Tasarı 45 yaşını doldurmamış tüm işçilerin otomatik olarak Bireysel Emeklilik Sistemi içinde bir emeklilik planına dahil edilmesini getiriyor. Haziran ayında gündeme geldiğinde katılım payının 100 lira olacağı ifade ediliyordu. Gelen tepkilerden olsa gerek, bu tutar tasarıda "prime esas kazancın %3'üne karşılık gelen tutar" olarak belirlenmiş. Ama Bakanlar Kurulu'na bu oranı iki katına kadar arttırma yetkisi de verilmiş. Eğer prime esas kazancı brüt asgari ücret olarak alırsanız katkı payı zaten 98,82 liraya kadar çıkabiliyor. Yani aslında yine 100 liraya çıkarma yetkisi Bakanlar Kurulu'nun elinde! İşçinin emeklilik planına dahil edilmeden önce izni alınmadığı gibi, iki ay boyunca işçiye emeklilik planından çıkma hakkı da tanınmıyor. İşçiye birçok zorunluluk getiren bu bireysel emeklilik soygununun patronlar için tek yaptırımı ise bu yasanın getirdiği yükümlülüklere ve düzenlemelere uymaması halinde her bir ihlâl için 100 lira para cezası.
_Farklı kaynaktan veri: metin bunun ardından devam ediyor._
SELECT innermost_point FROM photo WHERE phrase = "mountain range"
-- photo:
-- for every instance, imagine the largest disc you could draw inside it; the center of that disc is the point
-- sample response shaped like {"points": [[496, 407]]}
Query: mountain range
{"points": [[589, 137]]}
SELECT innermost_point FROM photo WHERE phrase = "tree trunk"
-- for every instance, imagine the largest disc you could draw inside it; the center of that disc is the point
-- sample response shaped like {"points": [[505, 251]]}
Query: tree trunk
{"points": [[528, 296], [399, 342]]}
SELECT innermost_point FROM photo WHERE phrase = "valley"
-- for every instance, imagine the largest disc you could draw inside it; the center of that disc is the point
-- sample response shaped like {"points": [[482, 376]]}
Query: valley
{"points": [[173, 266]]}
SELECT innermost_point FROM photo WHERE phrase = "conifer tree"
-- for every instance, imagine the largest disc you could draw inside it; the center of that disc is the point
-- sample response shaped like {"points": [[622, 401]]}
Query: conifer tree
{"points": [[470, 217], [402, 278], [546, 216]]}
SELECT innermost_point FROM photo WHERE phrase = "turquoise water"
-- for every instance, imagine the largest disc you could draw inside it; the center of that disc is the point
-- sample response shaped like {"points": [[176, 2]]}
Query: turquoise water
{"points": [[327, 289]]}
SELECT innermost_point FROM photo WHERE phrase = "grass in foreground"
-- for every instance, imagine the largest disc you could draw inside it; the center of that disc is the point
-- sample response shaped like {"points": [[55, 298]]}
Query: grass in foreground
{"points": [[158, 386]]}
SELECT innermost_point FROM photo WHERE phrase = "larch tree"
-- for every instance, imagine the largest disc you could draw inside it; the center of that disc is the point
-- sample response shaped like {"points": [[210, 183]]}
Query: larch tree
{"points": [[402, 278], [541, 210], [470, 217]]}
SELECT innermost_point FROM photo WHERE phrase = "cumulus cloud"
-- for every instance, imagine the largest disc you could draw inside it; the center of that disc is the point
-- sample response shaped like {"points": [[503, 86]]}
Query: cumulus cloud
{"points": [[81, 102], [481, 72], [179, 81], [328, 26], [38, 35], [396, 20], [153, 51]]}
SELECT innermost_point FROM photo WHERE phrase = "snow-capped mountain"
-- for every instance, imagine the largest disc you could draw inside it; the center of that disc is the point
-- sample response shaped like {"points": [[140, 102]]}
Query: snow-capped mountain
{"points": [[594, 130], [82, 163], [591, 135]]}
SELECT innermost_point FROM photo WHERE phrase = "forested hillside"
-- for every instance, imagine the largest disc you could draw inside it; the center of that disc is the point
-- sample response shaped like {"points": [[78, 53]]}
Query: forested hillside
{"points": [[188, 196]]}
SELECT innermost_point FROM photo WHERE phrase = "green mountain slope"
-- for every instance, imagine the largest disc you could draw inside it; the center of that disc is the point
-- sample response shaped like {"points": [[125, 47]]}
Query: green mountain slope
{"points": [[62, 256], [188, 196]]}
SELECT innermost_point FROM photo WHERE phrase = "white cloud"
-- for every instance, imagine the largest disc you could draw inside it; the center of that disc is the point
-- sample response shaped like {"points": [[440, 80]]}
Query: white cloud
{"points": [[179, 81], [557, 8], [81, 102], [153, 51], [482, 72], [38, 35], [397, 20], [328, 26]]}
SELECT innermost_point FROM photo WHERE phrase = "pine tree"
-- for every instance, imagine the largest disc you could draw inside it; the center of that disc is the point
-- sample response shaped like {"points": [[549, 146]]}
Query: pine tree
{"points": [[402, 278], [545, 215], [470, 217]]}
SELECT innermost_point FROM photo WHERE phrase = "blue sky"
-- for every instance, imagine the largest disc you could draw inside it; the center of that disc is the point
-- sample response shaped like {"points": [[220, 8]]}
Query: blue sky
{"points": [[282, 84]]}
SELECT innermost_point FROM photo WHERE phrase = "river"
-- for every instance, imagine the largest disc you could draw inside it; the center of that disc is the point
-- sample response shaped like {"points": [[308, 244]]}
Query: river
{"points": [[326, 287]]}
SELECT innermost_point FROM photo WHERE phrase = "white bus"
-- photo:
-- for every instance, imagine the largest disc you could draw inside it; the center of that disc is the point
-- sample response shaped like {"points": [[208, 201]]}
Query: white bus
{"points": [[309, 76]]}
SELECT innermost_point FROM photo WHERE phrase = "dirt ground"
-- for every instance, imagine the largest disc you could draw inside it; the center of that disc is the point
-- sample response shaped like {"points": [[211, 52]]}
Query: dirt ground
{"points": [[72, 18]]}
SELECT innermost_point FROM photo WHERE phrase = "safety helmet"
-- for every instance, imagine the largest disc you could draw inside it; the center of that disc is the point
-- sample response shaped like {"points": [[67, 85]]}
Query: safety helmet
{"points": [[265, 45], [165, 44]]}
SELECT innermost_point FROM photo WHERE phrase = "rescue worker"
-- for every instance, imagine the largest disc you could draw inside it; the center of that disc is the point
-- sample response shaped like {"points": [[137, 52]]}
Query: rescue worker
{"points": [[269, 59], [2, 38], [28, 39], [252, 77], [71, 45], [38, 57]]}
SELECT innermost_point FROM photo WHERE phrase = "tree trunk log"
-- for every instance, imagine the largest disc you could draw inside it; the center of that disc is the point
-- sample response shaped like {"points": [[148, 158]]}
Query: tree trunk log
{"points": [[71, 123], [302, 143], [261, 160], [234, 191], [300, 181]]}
Hükümet 1 Ocak 2017'de yürürlüğe girmesini planladıkları bu soygun yasası için tasarrufun teşvik edilmesi gerekçesini öne sürüyor. Tabii ya, zaten işçi de sırf siz bugüne kadar yeterince teşvik etmediğiniz için tasarruf yapmıyordu! İşçinin tasarruf yapmaması sizin hep kaşıkla verip kepçeyle almanızdan, yoksulluk sınırının altında açlık sınırında çalıştırmanızdan, en temel ihtiyaçlarını bile karşılayabilecek bir ücreti işçiye çok görmenizden olmasın? Hükümetin sözcüleri bu sistemle birlikte 10 yılda 100 milyar liralık ek tasarruf hedeflediklerini, bu tasarrufun ekonomiye kazandırılacağını da söylüyor. İşçinin tasarruf yapacak hali olmadığına göre siz bu ek tasarruf denen şeyi bireysel emeklilik şirketlerinin cebine girecek kâr olarak da okuyabilirsiniz.

AKP hükümeti bu hengâmenin içinde sadece bireysel emeklilik soygunu için bir adım daha atmakla yetinmedi. Üstüne bir de Başbakan Binali Yıldırım, ekonomik önlemler kapsamında "ulusal varlık fonu"nun kurulacağını açıkladı. Nedir bu ulusal varlık fonu diyenler için kısa bir özet yapalım. Bu fon petrol ya da doğalgaz zengini ülkelerde kurulur. Amaç dışarıdan ülkeye giren yabancı paranın bir havuzda biriktirilmesidir. Havuzda biriken para ulusal ekonominin istikrarı yani daha doğru bir ifadeyle sermaye sisteminin sürekliliği için kullanılır. Türkiye'nin Rusya, Norveç ya da Körfez ülkeleri gibi dünyaya ihraç ettiği kaynakları yok. Üstelik yapısal olarak ekonomi dış açık veriyor. Yani ithalat hep ihracattan fazla. Ama AKP iktidarı havuz işlerini iyi bilir. Ulusal varlık fonu adı altında oluşturulacak havuz, ihracatta doldurulamayacağına göre hükümet yine işsizlik fonuna göz dikecek. Koşulları yüzünden işsiz kalan işçilerin büyük çoğunluğunun yararlanamadığı fonda 100 milyar lira birikmiş durumda. Bu paranın ulusal varlık fonuna aktarılması demek, olası bir krizde emekçinin alınterinden kesilerek oluşturulan bu paraların 2008-2009 krizinde ABD'de olduğu gibi batan banka ve şirketlerin kurtarılması için harcanması demek.

AKP hükümeti OHAL'i de fırsat bilerek işçi sınıfının ve emekçilerinin haklarına yönelik saldırılarına hız kesmeden devam ediyor. Kiralık işçilik vurgunu, bireysel emeklilik soygunu, kıdem tazminatı gaspı işçilerin çalışma koşulları ve sosyal hakları bakımından sahip oldukları son kazanımların da ellerinden alınması girişiminin birbiriyle iç içe geçen adımlarıdır. 15 Temmuz darbe girişiminin ardından esen sözde "demokrasi cephesi" ve "milli mutabakat" rüzgârları, sermayenin işçi sınıfına karşı eskisinden de daha hızlı bir şekilde birleşmesinin, OHAL'i de fırsat bilerek bu tür saldırı yasalarını bir bir meclisten geçirmesinin zeminini oluşturuyor. İşçi sınıfı, sendikalar buna karşı kendi sınıf cephesini kurmalı ve bu saldırıları püskürtecek mücadeleyi örmelidir. 


Bu yazı Gerçek Gazetesi'nin Ağustos 2016 tarihli 82. sayısında yayınlanmıştır.